The former Aberayron engine shed area is now a housing development, whilst the goods yard area is occupied by a Jewson builder's hardware yard. Access to this yard is unusual in that it uses the still-intact double-track iron railway bridge over the River Aeron which has been paved. The site of the station platform is adjacent to this bridge and it can be seen that the paved road climbs up to the level of the former platform and descends to track level to cross the river bridge - this change in level of the paved road was kept to assist in flood mitigation. The site of the Aberayron station building is now occupied by an office building. This was built by the Welsh Water Authority in the 1970s. The office building was extended to its rear during 2003, several GWR prefabricated concrete sheds and brick platform loading dock had still been in existence until that time.

Because the line ran in the base of both the River Dulas and the River Aeron valleys, there were very few bridges, but those that do still exist are concrete bridges located east under an unclassified dead-end road from Talsarn Halt, and west from Talsarn Halt - across a small stream (visible from the A482 road) located a quarter-mile east of Felinfach Primary School. There is also a bridge located between Crossways Halt and Llanerchaeron Halt (visible from the A482 road) where the road and trackbed are located together and cross the River Mydyr.
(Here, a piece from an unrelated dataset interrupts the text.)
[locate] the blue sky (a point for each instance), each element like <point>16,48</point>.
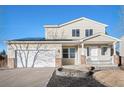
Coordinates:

Most of the platforms at the halts on the line were constructed of wooden rail sleepers and have not survived, being either dismantled at closure, subsequently removed by farmers or simply rotted away; but brick platforms at Silian halt are still visible from the A485 road. The brick platform, heavily overgrown, and a replica GWR Pagoda-style waiting room at Llanerch-Ayron Halt railway station with station sign was built in 2011. It is accessible easily by following the footpath from the North off the minor road leading to the Llanerchaeron estate. Others at Talsarn Halt railway station are visible from the B4337 road as well as Blaenplwyf Halt railway station which is visible from a minor road although is significantly overgrown.

The Felinfach station building was removed for development of a garage and motor dealership but was dismantled, re-erected and restored on the Gwili Railway, at Llwyfan Cerrig station, by volunteer rail enthusiasts.

==Proposed railway to Aberaeron harbour==
A substantial double-track river bridge was constructed, apparently intended to provide access to the south side of the River Aeron to continue the route to Aberaeron Harbour. This route would have crossed the Aberaeron-to-Lampeter (now A482) road and would have continued along the south side of the River Aeron along what is now a riverside walk. It would then have crossed the Cardigan-to-Aberystwyth main coast road (now the A487) and entered the harbour on the south side. The line was never built, owing to strong opposition from the harbour company and from sea captains who owned and operated boats from the harbour.